“My turn.” I answered his question; he knows the rules. He can only ask for clarification on his next turn. “Tell me about this morning’s phone call.”
His annoyance makes me regret the question—but only a little bit. As concerned as he is about me, I’m just as worried about him. “She . . .” He clears his throat. “Becca somehow got ahold of a phone again and rang me to see why I hadn’t been over today.”
Gods. I try to hold back the slam of pity that crashes into me, but it’s impossible. “Will—”
But he gives as good as he gets. “Tell me why you’re so upset about Tibet. Be honest.”
I sigh and set my fork down. I practically have to tear the words out of my throat. “Tibet reminds me of Nepal, since they’re neighboring regions.” Confusion fills his eyes, so I quickly counter with, “Tell me how you felt when you talked to her.”
“How do you think I felt? Like I was fucking living through all of that shite once more.” He doesn’t have to clarify, but miraculously, he does. “The Becca I was talking to this morning was the one I stupidly planned on spending my life with. She was lucid. Confused, unsure of what happened over the last year, but she . . .” He shakes his head. “I very nearly bought a ticket to Glasgow on the spot.”
I reclaim my fork back up and try to pretend that Will isn’t baring his soul to me, because I know that’s the only way he’ll get through the next hour, let alone night. But I’m worried about him, so I gently press on. “Why didn’t you?”
“Tell me why Nepal, via Tibet, upsets you.”
I cut my pancakes into neat little triangles. “Nepal reminds me of somebody.”
His eyebrows lift and then drop lower into a vee. “Somebody.”
“Tell me what stopped you from flying to Glasgow.”

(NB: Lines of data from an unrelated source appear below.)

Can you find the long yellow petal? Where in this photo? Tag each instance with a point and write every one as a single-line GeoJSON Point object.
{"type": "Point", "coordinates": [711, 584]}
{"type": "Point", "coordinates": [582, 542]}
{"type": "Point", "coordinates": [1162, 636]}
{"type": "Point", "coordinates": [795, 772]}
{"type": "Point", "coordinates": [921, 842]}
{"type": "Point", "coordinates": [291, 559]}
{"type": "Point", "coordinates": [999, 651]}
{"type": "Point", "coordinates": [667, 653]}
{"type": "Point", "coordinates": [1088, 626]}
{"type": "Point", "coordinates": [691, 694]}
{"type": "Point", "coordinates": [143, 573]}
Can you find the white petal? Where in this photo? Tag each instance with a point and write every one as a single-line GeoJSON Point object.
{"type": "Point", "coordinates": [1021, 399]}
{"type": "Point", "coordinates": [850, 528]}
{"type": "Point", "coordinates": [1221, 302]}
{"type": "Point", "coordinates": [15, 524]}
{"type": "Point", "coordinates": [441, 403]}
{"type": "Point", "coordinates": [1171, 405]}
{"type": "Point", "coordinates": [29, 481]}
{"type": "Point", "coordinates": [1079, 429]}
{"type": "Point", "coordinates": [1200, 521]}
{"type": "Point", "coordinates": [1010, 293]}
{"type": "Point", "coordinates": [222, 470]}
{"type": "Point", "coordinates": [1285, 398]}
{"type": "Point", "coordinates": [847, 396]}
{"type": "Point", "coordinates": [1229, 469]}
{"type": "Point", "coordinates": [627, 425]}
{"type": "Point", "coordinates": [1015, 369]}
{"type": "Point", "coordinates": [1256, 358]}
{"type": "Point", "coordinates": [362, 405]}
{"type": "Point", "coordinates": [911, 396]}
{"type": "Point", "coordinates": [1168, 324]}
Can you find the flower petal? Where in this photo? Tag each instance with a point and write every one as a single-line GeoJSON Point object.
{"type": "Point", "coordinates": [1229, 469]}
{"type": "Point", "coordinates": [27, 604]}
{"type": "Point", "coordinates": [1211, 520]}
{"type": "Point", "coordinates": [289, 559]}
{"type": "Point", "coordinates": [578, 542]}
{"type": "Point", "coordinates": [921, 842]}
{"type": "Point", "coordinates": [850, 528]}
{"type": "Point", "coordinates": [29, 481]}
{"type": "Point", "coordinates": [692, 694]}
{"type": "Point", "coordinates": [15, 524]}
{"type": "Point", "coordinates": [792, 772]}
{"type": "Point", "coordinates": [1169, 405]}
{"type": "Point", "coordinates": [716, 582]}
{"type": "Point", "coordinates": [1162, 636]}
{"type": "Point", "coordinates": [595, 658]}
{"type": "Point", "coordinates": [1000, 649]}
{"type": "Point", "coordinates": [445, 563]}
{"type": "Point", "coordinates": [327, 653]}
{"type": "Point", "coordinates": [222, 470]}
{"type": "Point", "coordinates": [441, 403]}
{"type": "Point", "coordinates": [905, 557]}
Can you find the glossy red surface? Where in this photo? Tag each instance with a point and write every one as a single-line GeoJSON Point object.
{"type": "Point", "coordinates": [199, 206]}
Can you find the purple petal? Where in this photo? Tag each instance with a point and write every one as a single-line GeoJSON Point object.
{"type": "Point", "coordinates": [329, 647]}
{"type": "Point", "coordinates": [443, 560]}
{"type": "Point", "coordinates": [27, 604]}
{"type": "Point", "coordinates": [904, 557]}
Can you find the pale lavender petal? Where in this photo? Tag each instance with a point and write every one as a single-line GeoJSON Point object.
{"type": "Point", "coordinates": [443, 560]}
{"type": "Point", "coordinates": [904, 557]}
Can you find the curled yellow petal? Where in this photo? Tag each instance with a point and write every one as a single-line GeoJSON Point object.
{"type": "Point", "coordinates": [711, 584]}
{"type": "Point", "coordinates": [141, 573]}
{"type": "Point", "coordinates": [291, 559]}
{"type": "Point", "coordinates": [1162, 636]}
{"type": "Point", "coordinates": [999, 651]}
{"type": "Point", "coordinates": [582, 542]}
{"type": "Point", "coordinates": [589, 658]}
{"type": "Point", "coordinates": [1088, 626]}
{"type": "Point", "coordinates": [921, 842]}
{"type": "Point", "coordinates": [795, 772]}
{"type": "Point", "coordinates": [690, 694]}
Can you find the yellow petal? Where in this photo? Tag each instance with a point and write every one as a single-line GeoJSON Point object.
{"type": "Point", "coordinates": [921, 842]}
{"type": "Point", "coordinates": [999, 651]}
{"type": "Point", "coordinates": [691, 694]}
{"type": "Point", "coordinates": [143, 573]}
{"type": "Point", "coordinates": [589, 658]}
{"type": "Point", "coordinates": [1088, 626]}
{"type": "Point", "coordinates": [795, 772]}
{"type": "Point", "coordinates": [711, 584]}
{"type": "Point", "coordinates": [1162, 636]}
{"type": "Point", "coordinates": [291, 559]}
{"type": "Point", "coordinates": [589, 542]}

He yanks the griddle off the burner. “Other than the money it would cost? Because, no matter how lucid Becca was this morning, it will never be permanent. The girl I loved is gone forever. Was gone even before . . .” He turns away from me and busies himself with piling pancakes on his plate. And then he laughs, so very bitterly. “Jesus. You think after a year and a half I’d be able to let it all go, right? She fucking shagged my best mate behind my back, even as she was planning on moving out here to be with me. Was going to have his baby, possibly even pass it off as mine. And then they got in that bloody car crash, and I had to learn about everything they’ve done afterward from his and her parents, when apologies and explanations mean shite.” He tosses his spatula on the counter.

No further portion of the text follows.